Hello Nate, Greg,
Thanks for your help, with external set_meta everything works much better.
The galaxy process is down to 23% CPU because of some SQLAlchemy thing, but that's for
another time.
One tiny issue:
If a user goes to "Edit Attributes" and changes the file type directly (not with
Auto-Detect) - the set_meta is still executed inside the galaxy process as a thread.
While this shouldn't happen so often, it does happen sometimes in two cases:
1. When users click it by mistakes (it does happen)
2. When there's a need to switch between txt/tabular/interval files.
Thanks again,
-gordon
Nate Coraor wrote, On 01/08/2010 01:39 PM:
Assaf Gordon wrote:
> Greg Von Kuster wrote, On 01/08/2010 01:02 PM:
>> A dataset's set_meta() is done as part of the job, so if you are not
>> running jobs on a cluster, set_meta() will be run locally as well, which
>> is certainly chewing up cpu on your server.
>
> I don't mind it running locally, I have several CPUs to spare - the
> problem is that it seems to be running in a thread inside the main
> galaxy process - which slows all of galaxy.
> If there's a way to have set_meta be called externally with local
> runner (as another local job - with a different process) - this would
> also solve the issue (I think).
Even if using the local runner, set_metadata_externally will cause the
metadata code to run in a separate process, which (python-wise) would be
a huge help for performance.
>> If running externally,
>> set_meta() will run on the cluster when the user does anything in the
>> "Edit Attributes" page that call set_meta(), including
"Auto-detect".
>
> This is interesting, but how does galaxy know to submit an "Edit
> Attributes" job to the cluster? does it do "qsub" with the default
> runner?
> I'm asking because even when/if I switch to use the cluster, the
> default runner will still be local, and only some specific jobs will
> have an "sge://" runner.

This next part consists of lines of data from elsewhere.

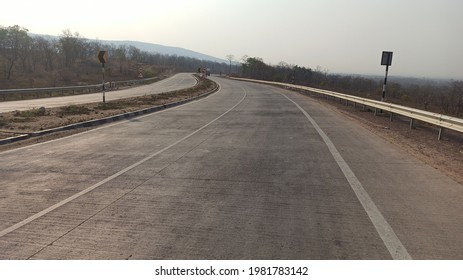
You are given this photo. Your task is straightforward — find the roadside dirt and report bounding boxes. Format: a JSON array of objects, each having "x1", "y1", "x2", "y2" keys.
[
  {"x1": 0, "y1": 80, "x2": 463, "y2": 184},
  {"x1": 0, "y1": 76, "x2": 216, "y2": 151},
  {"x1": 306, "y1": 94, "x2": 463, "y2": 185}
]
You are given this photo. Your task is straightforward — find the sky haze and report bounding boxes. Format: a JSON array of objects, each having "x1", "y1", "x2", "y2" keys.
[{"x1": 0, "y1": 0, "x2": 463, "y2": 80}]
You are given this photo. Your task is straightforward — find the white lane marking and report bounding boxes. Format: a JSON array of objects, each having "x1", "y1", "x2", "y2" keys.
[
  {"x1": 0, "y1": 86, "x2": 247, "y2": 237},
  {"x1": 282, "y1": 94, "x2": 412, "y2": 260},
  {"x1": 0, "y1": 81, "x2": 222, "y2": 155}
]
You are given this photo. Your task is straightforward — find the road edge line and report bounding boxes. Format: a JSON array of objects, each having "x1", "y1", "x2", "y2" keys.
[{"x1": 281, "y1": 94, "x2": 412, "y2": 260}]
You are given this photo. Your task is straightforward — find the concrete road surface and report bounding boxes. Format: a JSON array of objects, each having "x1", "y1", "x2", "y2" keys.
[
  {"x1": 0, "y1": 75, "x2": 463, "y2": 259},
  {"x1": 0, "y1": 73, "x2": 196, "y2": 113}
]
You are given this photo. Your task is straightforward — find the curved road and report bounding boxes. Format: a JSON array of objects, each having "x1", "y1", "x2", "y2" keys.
[
  {"x1": 0, "y1": 73, "x2": 196, "y2": 113},
  {"x1": 0, "y1": 78, "x2": 463, "y2": 259}
]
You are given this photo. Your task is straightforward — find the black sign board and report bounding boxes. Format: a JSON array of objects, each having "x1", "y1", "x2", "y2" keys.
[{"x1": 381, "y1": 52, "x2": 392, "y2": 66}]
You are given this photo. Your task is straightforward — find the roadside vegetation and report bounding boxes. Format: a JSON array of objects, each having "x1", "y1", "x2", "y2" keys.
[
  {"x1": 0, "y1": 78, "x2": 216, "y2": 135},
  {"x1": 0, "y1": 25, "x2": 228, "y2": 89},
  {"x1": 241, "y1": 56, "x2": 463, "y2": 117}
]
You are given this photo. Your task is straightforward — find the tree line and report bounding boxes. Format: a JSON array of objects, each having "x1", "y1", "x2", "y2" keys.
[
  {"x1": 0, "y1": 25, "x2": 228, "y2": 88},
  {"x1": 241, "y1": 56, "x2": 463, "y2": 117}
]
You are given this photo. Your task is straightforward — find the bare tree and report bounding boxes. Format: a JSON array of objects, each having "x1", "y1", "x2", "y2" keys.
[{"x1": 0, "y1": 25, "x2": 30, "y2": 80}]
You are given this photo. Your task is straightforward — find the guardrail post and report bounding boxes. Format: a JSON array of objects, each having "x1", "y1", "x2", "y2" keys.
[{"x1": 410, "y1": 119, "x2": 415, "y2": 129}]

How would then galaxy know to submit a job to
> the SGE cluster?
It gets a tool id, '__SET_METADATA__', and is submitted through the
regular job runner. I just tested and you can set it in
universe_wsgi.ini as you would any other job runner override.

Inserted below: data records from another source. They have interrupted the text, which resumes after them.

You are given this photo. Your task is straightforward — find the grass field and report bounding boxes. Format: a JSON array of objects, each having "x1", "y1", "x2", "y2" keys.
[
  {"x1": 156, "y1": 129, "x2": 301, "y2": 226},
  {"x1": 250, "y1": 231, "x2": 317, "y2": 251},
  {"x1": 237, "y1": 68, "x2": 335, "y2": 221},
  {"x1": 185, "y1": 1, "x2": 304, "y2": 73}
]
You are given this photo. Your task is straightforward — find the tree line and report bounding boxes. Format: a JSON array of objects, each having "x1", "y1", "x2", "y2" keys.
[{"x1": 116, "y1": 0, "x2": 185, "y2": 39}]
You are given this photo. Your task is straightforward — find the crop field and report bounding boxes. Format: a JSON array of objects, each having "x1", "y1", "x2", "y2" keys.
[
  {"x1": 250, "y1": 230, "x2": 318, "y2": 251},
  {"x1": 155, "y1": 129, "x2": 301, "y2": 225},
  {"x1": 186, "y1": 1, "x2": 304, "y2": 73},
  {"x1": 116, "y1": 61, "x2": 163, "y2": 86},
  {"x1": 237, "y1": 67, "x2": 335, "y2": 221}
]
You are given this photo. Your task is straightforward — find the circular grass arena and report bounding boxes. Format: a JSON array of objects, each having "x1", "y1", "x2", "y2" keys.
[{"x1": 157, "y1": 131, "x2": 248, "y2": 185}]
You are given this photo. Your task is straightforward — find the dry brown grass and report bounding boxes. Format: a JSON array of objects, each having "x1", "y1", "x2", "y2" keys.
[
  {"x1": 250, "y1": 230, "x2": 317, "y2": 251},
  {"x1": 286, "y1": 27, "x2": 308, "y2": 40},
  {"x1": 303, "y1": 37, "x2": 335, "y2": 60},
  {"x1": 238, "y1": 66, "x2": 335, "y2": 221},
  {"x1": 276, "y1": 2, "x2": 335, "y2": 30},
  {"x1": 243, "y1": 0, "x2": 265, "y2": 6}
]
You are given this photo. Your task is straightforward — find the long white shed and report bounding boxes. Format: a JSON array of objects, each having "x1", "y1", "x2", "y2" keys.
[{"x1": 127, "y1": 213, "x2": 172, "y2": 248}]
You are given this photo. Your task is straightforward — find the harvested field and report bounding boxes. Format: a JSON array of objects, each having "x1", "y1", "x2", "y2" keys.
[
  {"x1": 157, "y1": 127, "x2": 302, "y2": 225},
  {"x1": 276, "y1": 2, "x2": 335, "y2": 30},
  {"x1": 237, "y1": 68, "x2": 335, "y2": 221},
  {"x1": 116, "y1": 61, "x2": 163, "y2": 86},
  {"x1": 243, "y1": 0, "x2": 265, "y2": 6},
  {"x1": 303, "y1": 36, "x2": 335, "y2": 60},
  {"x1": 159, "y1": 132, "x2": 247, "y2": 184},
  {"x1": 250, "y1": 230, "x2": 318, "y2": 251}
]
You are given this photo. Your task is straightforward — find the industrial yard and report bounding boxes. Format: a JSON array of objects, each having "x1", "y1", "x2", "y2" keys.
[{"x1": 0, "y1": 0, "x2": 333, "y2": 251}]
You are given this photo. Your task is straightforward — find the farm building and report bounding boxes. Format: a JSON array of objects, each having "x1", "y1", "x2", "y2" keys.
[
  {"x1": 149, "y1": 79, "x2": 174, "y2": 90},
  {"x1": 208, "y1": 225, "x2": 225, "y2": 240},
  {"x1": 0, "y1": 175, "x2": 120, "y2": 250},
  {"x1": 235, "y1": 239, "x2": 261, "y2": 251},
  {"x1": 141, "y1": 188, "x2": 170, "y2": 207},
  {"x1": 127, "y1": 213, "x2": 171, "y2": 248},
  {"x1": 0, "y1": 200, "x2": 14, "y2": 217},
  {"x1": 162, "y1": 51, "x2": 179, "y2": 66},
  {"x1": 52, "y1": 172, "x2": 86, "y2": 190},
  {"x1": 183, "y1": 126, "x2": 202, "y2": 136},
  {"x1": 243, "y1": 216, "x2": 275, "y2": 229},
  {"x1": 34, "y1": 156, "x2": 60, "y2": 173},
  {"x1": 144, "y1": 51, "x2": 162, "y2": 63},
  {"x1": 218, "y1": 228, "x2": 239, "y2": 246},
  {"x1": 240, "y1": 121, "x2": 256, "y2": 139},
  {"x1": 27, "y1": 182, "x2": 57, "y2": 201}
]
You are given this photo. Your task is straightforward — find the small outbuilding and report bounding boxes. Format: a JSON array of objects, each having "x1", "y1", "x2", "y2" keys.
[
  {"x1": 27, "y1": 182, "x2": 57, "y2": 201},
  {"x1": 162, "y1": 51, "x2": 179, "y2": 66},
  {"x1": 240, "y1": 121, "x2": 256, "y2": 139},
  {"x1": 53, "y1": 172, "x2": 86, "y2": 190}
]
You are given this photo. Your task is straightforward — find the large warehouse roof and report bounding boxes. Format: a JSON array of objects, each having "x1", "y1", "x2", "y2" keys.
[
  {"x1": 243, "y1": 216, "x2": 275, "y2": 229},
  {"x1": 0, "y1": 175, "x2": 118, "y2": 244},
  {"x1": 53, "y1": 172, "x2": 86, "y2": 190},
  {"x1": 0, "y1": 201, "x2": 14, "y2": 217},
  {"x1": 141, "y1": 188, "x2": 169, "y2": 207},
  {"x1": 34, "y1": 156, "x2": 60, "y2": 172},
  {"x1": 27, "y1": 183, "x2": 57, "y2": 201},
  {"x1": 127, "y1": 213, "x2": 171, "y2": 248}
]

>> As soon as I get a chance, I'll look at enhancing set_meta() to check if
>> "set_metadata_externally" is True for those data types that take
>> significant processing, and if jobs are running locally, metadata will
>> be set differently.
>
> I'll be more than happy to beta-test this feature. let me know if I
> can assist.
This is already implemented since auto-detect is run as a job.
--nate
>
>
> Thanks for all your help!
> -gordon
>
>
>>
>> On Jan 8, 2010, at 12:25 PM, Assaf Gordon wrote:
>>
>>> It is set to "False", but my galaxy runs jobs locally, not on a
>>> cluster...
>>> (at least, not directly through the SGE Runner).
>>>
>>> Does this work with local-runner too (i.e. starting a new process to
>>> set the metadata) ?
>>> Also, does the "external" method works when the use changes the
type
>>> in the "Edit Attributes" page ?
>>>
>>>
>>>
>>> Greg Von Kuster wrote, On 01/08/2010 10:54 AM:
>>>> Hello Assaf,
>>>>
>>>> Is your instance configured to set metadata externally ( on your
>>>> cluster
>>>> nodes )? If not, in your universe_wsgi.ini file, add the following to
>>>> the [app:main] section:
>>>>
>>>> set_metadata_externally = True
>>>>
>>>>
>>>> On Jan 6, 2010, at 5:13 PM, Assaf Gordon wrote:
>>>>
>>>>> Hello all,
>>>>>
>>>>> Continuing the search for slowness in my local Galaxy server (see
>>>>>
http://lists.bx.psu.edu/pipermail/galaxy-dev/2009-December/001549.html
>>>>>
>>>>> ),
>>>>>
>>>>> The datatypes/sequence.py file is also scanning and parsing entire
>>>>> files when creating a new FASTA/FASTQ file.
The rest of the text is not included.